For those still in the dark this game is based on a set of (alegedly) 366 cards, 1 of which, Whoopie Goldberg does not exist. Not surprisingly these cards are graded as common, uncomon or rare which reflects how easy they are to get hold of. Cards are only sold in sealed starter packs of 60 (£7) or boosters of 15 (£2), the rules are included in each starter pack. A starter pack should contain 2 rares plus a few uncomons, a booster 1 rare and 3 uncommons. At least 60 cards are required to play of which 6 must be (different) mission cards, at least 6 dilemmas and 1 outpost. Other cards are ships, personnel, events and interrrupts (another type of event). Cards are also rated for species, Federation, Klingon, Romulan or neutral. To play a game the 2 players must each have a hand of 60 cards apropriate to 1 species or an alliance of species, the neutral cards can help anybody but it is not possible to play as neutrals.

It is not possible to get enough cards to build up the required hand in 2 starter packs because each pack contains a mixture of card types and racial alignments. At least 3 starter packs will have to be bought and split into Federation, Romulan and Klingon hands. With luck the races' missions and dilemmas (which are played on missions) will enable 2 hands of 60 cards to be built up with the rest as spares. In practice it will need a few more boosters or another starter pack to give a playable mix and allow for some changes between games, say £28 to get the system in a playable condition.

To play the game both player lay thier 6 missions in a line, 1 of yours 1 of mine. Missions are rated for distance from the next mission so the missions become a line of planets in space. Under each mission bothg players may place dilemmas. Missions require certain skills to solve but are visible to the players, personel move to the planet or region of space by ship and if they have suitabkle skills can solve the mission. Before solving the mission the crew members must also solve any dilemmas hidden under the mission. Dilemmas also require skills to be solved but unlike missions they are not revealed until a the missiomn is attempted. The aim of the game is to set up dileemas whuich will be hard for the opponent but will pose no problems for your own side. With only 60 cards allowed per player it is the initial mix of cards that will govern play, the more cards you have to pick from the more choice of missions and dilemmas, it also helps to have some good ships to get the boys to where the action is and the odd event or interrupt to foul up the opponenty to give yourself a boost. Apart from the mission, dilemma and outpost cards which are set up to form the playing area each player's remaining cards are kept as draw piles. These piles are shuffled before play and each player draws 1 card from his pile per turn. There is thus some random element in when cards come out, personnel may have to hang around an outpost until a suiitable ship turns up, if they later get into trouble they may have to hang around in space until a rescue team can be drawn. Points are earned for accomplishing missions and the player with the most points when 1 player's cards run out wins, 1 card must be picked up every turn so the game is unlikely to last long.

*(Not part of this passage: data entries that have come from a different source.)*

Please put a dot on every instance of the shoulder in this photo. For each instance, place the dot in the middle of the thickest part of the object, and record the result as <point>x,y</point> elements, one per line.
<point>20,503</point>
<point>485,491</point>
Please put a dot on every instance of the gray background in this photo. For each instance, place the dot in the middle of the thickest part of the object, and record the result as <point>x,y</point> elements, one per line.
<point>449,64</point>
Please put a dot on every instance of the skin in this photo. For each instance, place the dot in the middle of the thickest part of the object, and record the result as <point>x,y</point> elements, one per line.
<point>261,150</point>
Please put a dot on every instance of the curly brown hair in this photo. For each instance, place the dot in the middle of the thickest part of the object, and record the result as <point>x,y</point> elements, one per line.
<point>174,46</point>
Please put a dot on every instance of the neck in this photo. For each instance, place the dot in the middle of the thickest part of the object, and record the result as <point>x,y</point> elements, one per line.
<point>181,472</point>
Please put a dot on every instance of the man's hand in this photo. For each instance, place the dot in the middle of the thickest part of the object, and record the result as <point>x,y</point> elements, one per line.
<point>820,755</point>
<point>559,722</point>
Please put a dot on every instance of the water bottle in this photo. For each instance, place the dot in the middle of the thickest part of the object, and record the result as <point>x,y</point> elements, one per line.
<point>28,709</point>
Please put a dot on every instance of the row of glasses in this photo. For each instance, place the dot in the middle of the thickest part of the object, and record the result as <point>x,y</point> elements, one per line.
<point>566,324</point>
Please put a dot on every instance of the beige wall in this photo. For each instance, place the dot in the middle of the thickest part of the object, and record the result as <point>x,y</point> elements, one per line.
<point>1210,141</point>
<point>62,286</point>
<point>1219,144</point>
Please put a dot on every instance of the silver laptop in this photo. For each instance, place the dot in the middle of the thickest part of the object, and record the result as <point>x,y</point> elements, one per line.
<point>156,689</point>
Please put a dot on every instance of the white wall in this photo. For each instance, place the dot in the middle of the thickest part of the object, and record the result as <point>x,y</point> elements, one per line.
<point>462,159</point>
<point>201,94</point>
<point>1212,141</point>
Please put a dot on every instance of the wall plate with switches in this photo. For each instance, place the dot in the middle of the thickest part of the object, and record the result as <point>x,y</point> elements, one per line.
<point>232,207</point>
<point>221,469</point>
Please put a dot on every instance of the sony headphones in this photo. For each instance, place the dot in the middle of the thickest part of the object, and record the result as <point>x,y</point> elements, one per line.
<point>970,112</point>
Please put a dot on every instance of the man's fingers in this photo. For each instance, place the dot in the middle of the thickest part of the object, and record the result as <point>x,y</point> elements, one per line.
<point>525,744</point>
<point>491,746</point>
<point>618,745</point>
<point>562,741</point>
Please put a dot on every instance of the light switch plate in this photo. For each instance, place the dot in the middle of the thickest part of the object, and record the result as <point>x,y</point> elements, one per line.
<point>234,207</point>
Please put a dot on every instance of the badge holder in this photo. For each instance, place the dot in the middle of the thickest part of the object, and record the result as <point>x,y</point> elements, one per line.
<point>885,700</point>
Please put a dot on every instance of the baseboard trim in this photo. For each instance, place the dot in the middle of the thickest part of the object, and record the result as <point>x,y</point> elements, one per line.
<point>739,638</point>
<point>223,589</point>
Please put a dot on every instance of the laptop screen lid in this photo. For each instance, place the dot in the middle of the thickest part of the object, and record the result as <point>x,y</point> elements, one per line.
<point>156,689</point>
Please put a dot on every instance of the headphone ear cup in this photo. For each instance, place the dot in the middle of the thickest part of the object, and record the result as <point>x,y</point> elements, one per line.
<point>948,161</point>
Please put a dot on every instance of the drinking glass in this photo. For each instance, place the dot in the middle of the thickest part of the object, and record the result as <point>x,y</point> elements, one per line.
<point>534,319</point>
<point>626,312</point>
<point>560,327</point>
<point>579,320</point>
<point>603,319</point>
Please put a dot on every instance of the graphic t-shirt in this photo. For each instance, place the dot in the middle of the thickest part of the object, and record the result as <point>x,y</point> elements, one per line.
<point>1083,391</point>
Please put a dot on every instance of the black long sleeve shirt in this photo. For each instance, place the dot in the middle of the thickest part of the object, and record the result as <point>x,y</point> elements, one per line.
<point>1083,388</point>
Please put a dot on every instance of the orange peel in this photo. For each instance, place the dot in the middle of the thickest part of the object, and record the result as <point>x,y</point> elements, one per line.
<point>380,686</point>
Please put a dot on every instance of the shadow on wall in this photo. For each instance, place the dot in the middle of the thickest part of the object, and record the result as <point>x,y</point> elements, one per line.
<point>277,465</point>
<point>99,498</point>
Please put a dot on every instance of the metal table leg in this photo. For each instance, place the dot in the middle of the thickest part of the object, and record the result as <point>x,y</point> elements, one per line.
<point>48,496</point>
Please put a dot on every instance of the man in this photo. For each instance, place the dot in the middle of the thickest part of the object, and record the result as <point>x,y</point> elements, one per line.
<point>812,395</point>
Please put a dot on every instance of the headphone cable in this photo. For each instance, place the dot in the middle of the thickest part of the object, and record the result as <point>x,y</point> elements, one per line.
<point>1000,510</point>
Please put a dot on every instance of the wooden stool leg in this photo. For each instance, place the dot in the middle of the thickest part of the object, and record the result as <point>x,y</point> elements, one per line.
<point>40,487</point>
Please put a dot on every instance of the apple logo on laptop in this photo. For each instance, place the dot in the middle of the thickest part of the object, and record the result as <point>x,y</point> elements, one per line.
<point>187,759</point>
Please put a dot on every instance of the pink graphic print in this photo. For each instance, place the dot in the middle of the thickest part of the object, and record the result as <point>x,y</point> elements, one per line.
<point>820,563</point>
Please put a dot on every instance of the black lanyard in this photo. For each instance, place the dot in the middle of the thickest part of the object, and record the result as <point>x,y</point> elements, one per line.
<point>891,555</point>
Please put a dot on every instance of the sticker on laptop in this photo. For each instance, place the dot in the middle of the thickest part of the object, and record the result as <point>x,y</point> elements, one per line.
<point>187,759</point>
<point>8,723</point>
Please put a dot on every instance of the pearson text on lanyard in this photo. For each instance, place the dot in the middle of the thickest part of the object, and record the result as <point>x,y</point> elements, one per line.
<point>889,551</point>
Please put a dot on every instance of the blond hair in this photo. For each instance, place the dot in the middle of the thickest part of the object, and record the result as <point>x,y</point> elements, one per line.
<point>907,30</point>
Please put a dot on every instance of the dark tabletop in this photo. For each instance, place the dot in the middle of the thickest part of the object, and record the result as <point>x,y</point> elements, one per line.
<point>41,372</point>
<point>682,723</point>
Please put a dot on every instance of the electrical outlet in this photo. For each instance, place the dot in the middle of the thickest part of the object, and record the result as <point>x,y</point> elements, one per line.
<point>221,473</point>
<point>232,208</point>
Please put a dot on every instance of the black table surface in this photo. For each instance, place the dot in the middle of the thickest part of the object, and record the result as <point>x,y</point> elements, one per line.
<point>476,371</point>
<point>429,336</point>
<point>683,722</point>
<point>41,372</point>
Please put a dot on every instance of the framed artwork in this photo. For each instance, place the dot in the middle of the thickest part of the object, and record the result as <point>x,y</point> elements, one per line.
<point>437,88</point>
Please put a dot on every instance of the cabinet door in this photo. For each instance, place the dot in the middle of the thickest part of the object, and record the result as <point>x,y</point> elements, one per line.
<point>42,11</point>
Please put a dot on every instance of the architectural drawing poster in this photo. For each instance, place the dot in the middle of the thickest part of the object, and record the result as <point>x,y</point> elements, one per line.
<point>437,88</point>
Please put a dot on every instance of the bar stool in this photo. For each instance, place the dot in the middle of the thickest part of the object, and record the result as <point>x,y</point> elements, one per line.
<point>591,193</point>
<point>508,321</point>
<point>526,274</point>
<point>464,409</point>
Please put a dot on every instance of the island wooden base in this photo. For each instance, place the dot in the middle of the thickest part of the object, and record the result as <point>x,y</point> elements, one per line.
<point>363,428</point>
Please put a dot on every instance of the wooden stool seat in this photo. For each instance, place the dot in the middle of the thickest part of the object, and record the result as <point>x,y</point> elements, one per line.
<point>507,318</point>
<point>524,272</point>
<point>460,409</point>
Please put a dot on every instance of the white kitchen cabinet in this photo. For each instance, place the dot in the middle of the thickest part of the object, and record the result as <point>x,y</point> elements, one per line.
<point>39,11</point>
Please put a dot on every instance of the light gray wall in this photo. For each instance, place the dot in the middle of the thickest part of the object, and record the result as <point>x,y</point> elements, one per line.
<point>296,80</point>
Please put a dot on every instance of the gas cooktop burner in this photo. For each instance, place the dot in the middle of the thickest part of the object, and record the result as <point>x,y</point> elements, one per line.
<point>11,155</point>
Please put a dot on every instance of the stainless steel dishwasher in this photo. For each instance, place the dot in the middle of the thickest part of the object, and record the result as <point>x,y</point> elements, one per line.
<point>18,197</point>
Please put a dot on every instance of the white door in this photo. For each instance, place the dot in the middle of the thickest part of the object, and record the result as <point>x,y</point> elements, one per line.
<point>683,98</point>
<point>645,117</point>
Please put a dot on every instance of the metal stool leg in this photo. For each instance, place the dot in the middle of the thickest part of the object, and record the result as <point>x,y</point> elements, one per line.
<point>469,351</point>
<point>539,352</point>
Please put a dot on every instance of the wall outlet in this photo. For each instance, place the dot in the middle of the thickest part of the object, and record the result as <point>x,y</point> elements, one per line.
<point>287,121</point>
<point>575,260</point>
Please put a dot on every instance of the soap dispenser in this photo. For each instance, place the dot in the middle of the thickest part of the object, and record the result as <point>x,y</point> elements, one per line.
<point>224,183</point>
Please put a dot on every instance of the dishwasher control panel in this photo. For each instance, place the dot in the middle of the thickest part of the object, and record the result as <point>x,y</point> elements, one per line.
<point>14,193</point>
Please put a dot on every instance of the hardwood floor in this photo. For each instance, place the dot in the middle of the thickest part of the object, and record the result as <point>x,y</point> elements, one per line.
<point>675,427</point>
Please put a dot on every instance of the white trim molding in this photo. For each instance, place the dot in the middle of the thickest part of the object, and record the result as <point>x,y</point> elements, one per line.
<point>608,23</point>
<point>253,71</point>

Naturally some of the rare cards are rather powerful, Enterprise crew are rare as are important ships and high rnking members of other races. To get these rare cards you will need to spend money, this is where the problems start. Boster packs are sold to retailers in displays of 36 packs, each with 15 cards, 540 cards total perhaps £40 to £50 wholesale. An advert in Dragon magazine sells collectable cards in booster displays but will this number of cards get the set? Will it heck? I refer to Mr D. (name withheld for legal reasons) who paid for £200 worth of booster displays and opened the lot, he was still short of the set by 22 or so cards. Another booster display rushed up from Esdveium yielded no new cards. It sems that Mr D. now has a set partly due to buying individual cards from a dealer. It is clear that Star Trek is unreasonably expensive.